見出し画像

海原スーザン③~焼餃子編~

家の近所に予約の取れないお店がある。
外観は町中華のような馴染みやすい雰囲気なのだが、いつも行列ができていて、気になったので調べてみると2年連続ミシュランの一つ星を獲得している名店だった。
 
看板メニューは焼餃子。雑誌には外はパリっと焦げ目が付いているのだが、中のタネは肉汁が溢れ出てくるジューシーさがあり、お酢を少しだけ付けて食べると絶品と書いてあった。
 
そんなお店の予約がなんとか取れ、きょうは一日何も食べずにお店にやってきた。
店内に入ると丸テーブルいくつか並んでいて、2人組から大人数まで対応できる作りになっている。カウンター席もあり、1人でも来店しやすい堅苦しくないお店だ。
 
店の入口で予約した旨を店員に伝え、僕と友人は丸テーブルの一角に案内された。
おそらくもう少ししたら別のグループも来て、相席になるのだが、そんなことを気にしている者はこの店に入る資格はない。
 
生ビール2つと焼餃子を4人前注文し、活気づいた店内を見渡しながら注文を待っていると、目の前の席に店員に案内されて1人の男が座った。
 
相席となったのは海原雄山だった。
天才的な味覚を持ち、芸術的な料理センスで若い頃から料理界で名を轟かせている男。その才能は誰もが認めているが冷酷で非道、食への理解が浅い者に対しては万死に値すると筆舌に尽くしがたい罵詈雑言を浴びせる。
 
見たことのあるあの威圧感を含んだ和服に身を包み、ゆっくりと海原雄山は椅子に腰を降ろした。店員もその存在に気付いたのか注文を記入するメモ用紙が小刻みに震えている。なんとか注文を聞き取り、厨房に向かう店員の背中は汗でびっしょり濡れていた。
 
もちろん僕らの生ビールと焼餃子が先にテーブルに出されたのだが、目の前の海原雄山がどんな表情でこのお店の餃子を食べ、どんな言葉を吐くのかが気になり、箸を動かすことはできなかった。
 
僕のビールの泡が少し無くなり始めた時、エプロンを付けた店員ではなく、この店で一番偉いであろう年配のコックコートを着た男が厨房から出てきて手に持っている焼餃子を震えながら海原雄山の前に置いた。

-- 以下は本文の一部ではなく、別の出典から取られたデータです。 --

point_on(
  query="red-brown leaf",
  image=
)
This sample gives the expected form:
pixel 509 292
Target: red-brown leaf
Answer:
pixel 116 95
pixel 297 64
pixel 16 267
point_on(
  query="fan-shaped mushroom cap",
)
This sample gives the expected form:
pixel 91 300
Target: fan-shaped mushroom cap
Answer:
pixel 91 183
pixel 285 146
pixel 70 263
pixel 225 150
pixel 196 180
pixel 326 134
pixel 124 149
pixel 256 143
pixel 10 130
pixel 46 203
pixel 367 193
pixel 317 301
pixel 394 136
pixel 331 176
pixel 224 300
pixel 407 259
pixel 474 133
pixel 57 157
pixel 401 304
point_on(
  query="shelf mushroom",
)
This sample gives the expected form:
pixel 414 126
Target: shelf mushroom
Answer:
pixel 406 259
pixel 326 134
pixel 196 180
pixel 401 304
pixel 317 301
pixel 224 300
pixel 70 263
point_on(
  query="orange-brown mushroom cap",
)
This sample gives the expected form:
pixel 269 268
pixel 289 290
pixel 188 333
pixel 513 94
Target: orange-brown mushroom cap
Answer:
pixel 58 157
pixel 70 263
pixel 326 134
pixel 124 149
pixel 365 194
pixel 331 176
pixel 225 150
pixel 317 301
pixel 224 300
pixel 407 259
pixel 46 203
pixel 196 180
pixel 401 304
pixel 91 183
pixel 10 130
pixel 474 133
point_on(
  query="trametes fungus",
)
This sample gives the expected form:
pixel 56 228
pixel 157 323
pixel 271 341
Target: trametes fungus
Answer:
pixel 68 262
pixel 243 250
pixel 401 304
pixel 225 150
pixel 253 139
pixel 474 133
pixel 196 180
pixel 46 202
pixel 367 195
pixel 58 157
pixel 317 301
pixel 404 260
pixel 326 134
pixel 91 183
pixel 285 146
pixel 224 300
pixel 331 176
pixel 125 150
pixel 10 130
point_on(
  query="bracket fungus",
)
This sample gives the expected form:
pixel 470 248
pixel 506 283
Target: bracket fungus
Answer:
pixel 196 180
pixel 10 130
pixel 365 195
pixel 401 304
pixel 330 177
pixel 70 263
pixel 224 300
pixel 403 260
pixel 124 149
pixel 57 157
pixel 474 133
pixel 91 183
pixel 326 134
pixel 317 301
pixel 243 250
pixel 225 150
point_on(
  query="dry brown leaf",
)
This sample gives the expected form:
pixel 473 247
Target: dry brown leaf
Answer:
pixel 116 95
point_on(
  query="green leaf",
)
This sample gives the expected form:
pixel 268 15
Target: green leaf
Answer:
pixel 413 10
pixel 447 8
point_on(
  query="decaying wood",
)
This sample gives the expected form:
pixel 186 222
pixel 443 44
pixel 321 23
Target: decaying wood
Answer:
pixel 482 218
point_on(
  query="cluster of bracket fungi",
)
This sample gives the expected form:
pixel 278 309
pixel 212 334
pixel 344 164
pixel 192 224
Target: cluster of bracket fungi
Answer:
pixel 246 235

「お待たせしました」と言ったようだが、目の前の僕の耳にもその声は聞こえない程、消え入るような声だった。
 
海原雄山は目の前に置かれた焼餃子を見て、一瞬目をカッと見開いたがすぐにその無表情に元に戻った。
気付くと店内は満席となっていたが、誰一人料理を楽しんでいる者はなく、全員が海原雄山の一挙手一投足に注目している。
 
『いただきます』
海原雄山は1人でランチを食べるOLのような小さい声で言うと、バッグからマイマヨネーズを取り出し、思いっきり焼餃子にかけた。

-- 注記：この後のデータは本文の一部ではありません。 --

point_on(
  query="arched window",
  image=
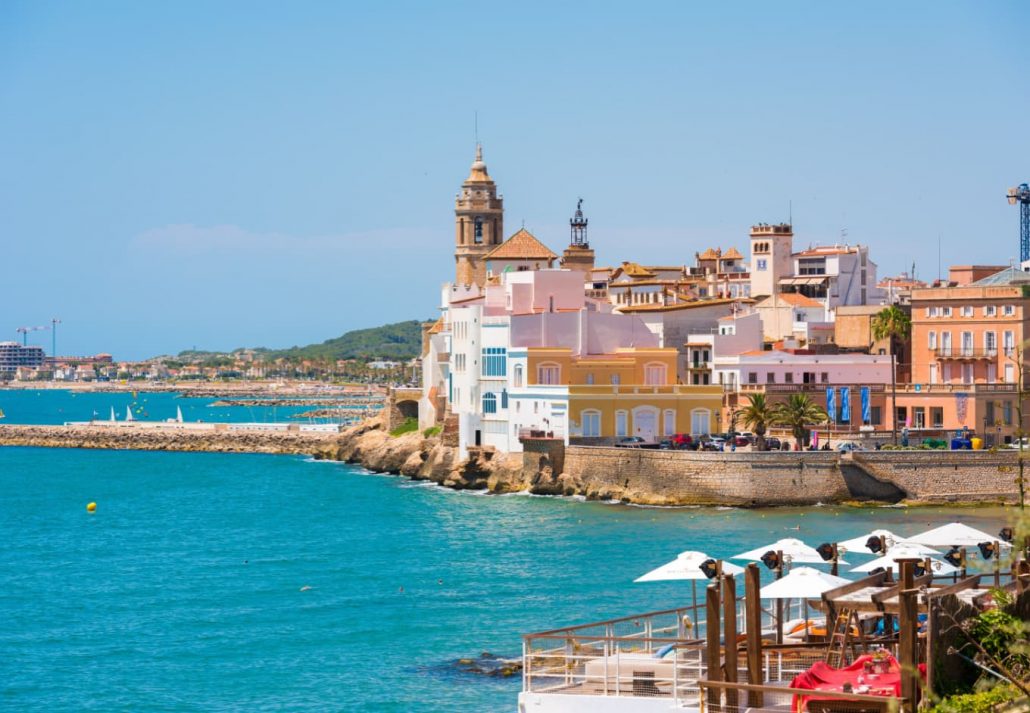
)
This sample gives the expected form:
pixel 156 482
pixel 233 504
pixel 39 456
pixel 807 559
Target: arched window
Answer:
pixel 654 374
pixel 549 374
pixel 591 423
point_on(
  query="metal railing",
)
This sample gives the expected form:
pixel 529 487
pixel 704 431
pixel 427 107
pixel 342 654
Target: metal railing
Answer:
pixel 964 352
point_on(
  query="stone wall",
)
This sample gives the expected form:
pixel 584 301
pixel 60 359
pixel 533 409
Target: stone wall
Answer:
pixel 676 477
pixel 948 476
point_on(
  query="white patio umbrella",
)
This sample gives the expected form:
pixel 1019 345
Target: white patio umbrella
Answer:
pixel 955 535
pixel 857 544
pixel 804 582
pixel 792 548
pixel 905 552
pixel 686 566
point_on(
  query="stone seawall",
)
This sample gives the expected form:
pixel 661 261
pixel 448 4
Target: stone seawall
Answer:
pixel 676 477
pixel 951 476
pixel 168 439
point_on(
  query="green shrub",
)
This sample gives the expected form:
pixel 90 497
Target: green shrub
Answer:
pixel 981 702
pixel 408 426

店内の誰もが唖然としている中、海原雄山は1人モグモグとマヨネーズが大量に掛かった焼餃子を食べ始めたのだ。
先ほど焼餃子を提供したコックコートの男は、厨房の柱の陰からその光景を見つめ、自分の作った料理の味が不味かったと思い、今にも泣き出しそうな顔をしいる。
 
しかしそうではなかった。この男は海原雄山の腹違いの弟・海原スーザンだったのだ。
マヨラーの海原スーザンは持参したマヨネーズのかかった焼餃子をペロリと食べると、再び店員を呼び、プラス3人前を上機嫌に注文、それも綺麗にペロリと平らげると、お土産にさらに3人前を注文して満面の笑顔で店員とお会計のやり取りをしていた。
 
「また来るよ」と言って店を出た海原スーザンを姿が見えなくなるまでコックコートの男は見送っていた。